Date of Award

12-1988

Degree Type

Dissertation

Degree Name

Doctor of Philosophy

Major

Anthropology

Major Professor

Fred H. Smith

Committee Members

William M. Bass, R.L. Jantz, Jack F. Wasserman

Abstract

In the present study, 66 metric as well as numerous morphological observations are utilized from 299 individuals representing a skeletal temporal series (Archaic, Woodland, Mississippian) from West, Middle, and East Tennessee. These groups reflect a documented subsistence shift from a relatively hard-textured, hunting and gathering Archaic to a soft-textured, Mississippian agricultural diet.
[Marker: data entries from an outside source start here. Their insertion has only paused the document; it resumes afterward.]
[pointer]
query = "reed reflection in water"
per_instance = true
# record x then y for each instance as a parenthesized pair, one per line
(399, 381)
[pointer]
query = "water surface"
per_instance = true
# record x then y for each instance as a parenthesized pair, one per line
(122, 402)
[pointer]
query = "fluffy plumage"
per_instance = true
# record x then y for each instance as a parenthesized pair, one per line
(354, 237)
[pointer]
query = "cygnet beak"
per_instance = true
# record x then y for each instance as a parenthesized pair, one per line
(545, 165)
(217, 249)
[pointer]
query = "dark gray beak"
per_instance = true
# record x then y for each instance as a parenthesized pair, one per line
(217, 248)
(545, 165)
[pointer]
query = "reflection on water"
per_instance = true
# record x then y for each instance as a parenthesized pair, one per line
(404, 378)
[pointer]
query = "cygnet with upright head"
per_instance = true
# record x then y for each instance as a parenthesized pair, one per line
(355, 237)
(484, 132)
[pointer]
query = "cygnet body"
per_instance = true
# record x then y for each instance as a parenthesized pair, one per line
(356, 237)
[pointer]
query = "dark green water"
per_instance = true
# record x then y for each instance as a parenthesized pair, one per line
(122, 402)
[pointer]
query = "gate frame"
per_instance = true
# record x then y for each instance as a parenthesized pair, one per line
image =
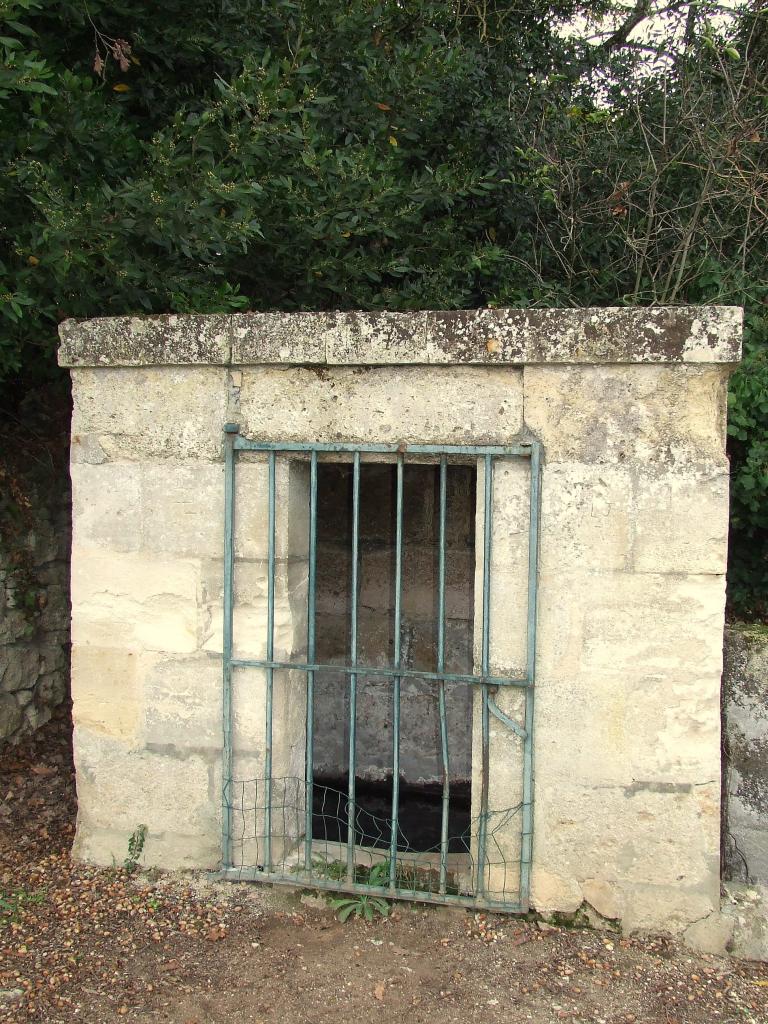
(530, 450)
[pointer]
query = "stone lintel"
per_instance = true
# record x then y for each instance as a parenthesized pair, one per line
(515, 337)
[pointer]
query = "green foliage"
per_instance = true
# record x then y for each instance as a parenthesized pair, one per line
(383, 155)
(13, 902)
(135, 848)
(359, 905)
(748, 429)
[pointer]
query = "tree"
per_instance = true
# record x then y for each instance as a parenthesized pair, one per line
(387, 154)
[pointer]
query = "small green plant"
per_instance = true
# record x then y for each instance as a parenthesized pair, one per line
(361, 906)
(135, 848)
(11, 903)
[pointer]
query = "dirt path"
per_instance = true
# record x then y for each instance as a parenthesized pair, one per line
(96, 946)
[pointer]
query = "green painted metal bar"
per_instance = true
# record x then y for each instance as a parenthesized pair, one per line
(230, 431)
(527, 778)
(396, 682)
(363, 670)
(445, 765)
(351, 810)
(522, 451)
(485, 657)
(311, 593)
(412, 895)
(505, 719)
(269, 670)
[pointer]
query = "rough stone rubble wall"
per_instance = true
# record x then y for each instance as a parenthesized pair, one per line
(420, 750)
(634, 528)
(745, 754)
(35, 637)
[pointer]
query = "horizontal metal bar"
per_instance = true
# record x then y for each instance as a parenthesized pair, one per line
(308, 881)
(521, 451)
(356, 670)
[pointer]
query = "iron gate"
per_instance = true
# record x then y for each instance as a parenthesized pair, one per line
(267, 821)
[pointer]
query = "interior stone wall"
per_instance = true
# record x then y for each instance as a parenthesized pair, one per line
(630, 409)
(420, 738)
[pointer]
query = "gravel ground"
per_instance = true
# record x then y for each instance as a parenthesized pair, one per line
(78, 943)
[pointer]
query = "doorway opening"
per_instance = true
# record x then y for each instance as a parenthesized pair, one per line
(421, 773)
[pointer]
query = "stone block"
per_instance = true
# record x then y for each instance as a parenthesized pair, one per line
(141, 341)
(586, 519)
(680, 520)
(711, 935)
(378, 338)
(107, 506)
(121, 786)
(182, 509)
(137, 602)
(585, 336)
(167, 850)
(107, 691)
(252, 508)
(628, 414)
(138, 414)
(649, 834)
(639, 625)
(411, 404)
(260, 338)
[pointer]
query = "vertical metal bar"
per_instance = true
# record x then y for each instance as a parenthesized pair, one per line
(396, 679)
(269, 671)
(230, 430)
(484, 715)
(311, 588)
(527, 777)
(441, 668)
(351, 809)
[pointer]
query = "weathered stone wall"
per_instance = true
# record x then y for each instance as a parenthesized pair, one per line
(35, 612)
(420, 760)
(630, 408)
(745, 754)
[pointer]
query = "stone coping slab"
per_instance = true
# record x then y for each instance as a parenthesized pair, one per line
(516, 337)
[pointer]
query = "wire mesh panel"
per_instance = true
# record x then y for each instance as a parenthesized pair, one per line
(281, 824)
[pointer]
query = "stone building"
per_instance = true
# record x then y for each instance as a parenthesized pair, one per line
(509, 524)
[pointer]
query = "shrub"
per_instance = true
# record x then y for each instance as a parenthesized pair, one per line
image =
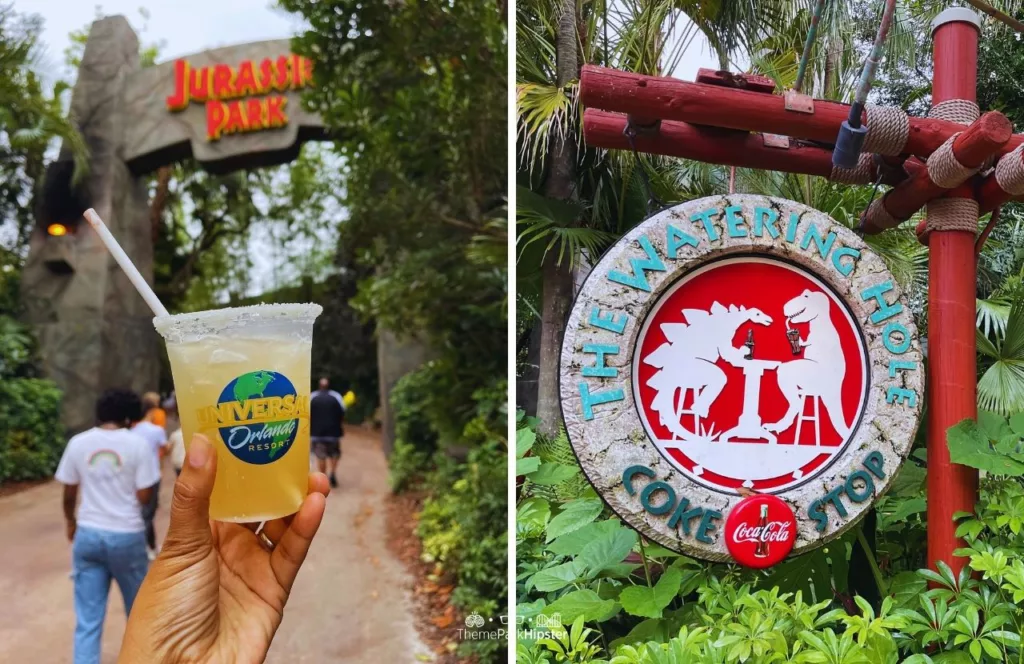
(31, 437)
(591, 590)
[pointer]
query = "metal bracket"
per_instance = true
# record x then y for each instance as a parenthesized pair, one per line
(799, 101)
(775, 140)
(643, 126)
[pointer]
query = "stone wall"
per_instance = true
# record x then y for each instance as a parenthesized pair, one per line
(93, 329)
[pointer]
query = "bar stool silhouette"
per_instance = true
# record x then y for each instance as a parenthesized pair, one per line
(680, 411)
(815, 400)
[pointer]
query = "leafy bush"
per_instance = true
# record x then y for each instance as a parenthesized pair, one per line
(31, 437)
(463, 522)
(591, 590)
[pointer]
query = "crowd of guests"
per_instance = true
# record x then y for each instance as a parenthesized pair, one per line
(112, 473)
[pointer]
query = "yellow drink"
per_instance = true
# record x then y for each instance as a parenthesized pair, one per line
(242, 379)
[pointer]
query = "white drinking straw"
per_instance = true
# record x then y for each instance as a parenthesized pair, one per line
(126, 264)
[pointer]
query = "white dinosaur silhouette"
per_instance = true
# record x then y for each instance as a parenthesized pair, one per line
(822, 368)
(687, 360)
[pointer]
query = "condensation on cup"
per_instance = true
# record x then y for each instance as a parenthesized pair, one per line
(242, 379)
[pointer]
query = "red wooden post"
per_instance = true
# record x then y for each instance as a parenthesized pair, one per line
(979, 141)
(952, 271)
(668, 98)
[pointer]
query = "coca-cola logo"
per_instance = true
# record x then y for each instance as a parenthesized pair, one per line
(760, 531)
(771, 532)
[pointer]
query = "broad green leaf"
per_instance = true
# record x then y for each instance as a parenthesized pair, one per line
(606, 550)
(526, 465)
(904, 588)
(906, 507)
(649, 603)
(572, 543)
(952, 657)
(552, 473)
(527, 611)
(555, 578)
(532, 512)
(524, 440)
(574, 515)
(581, 603)
(969, 446)
(993, 424)
(1017, 423)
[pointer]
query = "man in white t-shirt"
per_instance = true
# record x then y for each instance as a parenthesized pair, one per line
(176, 450)
(114, 470)
(157, 438)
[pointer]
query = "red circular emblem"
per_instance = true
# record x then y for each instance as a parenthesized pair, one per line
(751, 373)
(760, 531)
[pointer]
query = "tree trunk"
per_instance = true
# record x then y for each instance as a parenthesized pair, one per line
(159, 201)
(557, 291)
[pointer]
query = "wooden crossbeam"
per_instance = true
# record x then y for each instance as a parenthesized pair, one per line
(669, 98)
(712, 144)
(991, 196)
(979, 141)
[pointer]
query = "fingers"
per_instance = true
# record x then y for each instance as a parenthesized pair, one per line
(275, 529)
(291, 550)
(190, 504)
(318, 484)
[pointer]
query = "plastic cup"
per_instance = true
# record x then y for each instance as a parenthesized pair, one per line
(242, 379)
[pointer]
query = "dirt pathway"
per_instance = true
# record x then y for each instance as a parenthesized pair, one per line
(349, 605)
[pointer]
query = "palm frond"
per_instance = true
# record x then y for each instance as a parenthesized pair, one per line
(1000, 388)
(543, 111)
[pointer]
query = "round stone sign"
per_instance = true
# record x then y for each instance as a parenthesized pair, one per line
(739, 345)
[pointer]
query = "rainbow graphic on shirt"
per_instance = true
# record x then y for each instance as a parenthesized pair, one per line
(108, 458)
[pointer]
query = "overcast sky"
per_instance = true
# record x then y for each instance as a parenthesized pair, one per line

Mandibular, craniofacial, and mandibular anterior dental dimensions are compared within and between these groups in order to evaluate a model of masticatory-related diachronic change in the mandibular complex.

This model proposes strong correlations between mandibular, craniofacial, and mandibular anterior dental measurements within each group. Cumulative age-related functional stress is expected to be higher in the Archaic. Across the temporal groups, gracilization in linear dimensions of the mandible, lower face, and mandibular anterior teeth is predicted, as well as change in the size and orientation of masticatory muscles. Indications of functional (masticatory-related) skeletal stress in the mandible and lower face are expected to decrease through time. It is hypothesized that these changes are the result of the documented dietary shift noted above.

Results indicate a fair amount of congruency with the model expectations. Intercorrelations between the 66 measurements are weaker than predicted; however, fairly strong relationships are noted between height of the mandible and face within both the Archaic and Mississippian. Mandibular measurement age variation is greater in the Archaic compared to the Mississippian. This difference is interpreted within the context of greater masticatory functional demands and thus cumulative stress for Archaic mandibles. Neither Archaic nor Mississippian facial dimensions vary significantly with age. Age-related dental variability is similar between the two groups.

In the between-group (temporal) comparison, reductions in several linear dimensions of the mandible, lower face, and mandibular anterior dentition are documented through time. And, masticatory muscles become less robust and more posteriorly oriented. Many manifestations of skeletal masticatory-related stress (e.g., midfacial prognathism) reduce as well. Several dimensions (e.g., total mandibular length), however, increase across the temporal span. All of these results are used in a revision of the model of masticatory-related microevolutionary mandibular and craniofacial change.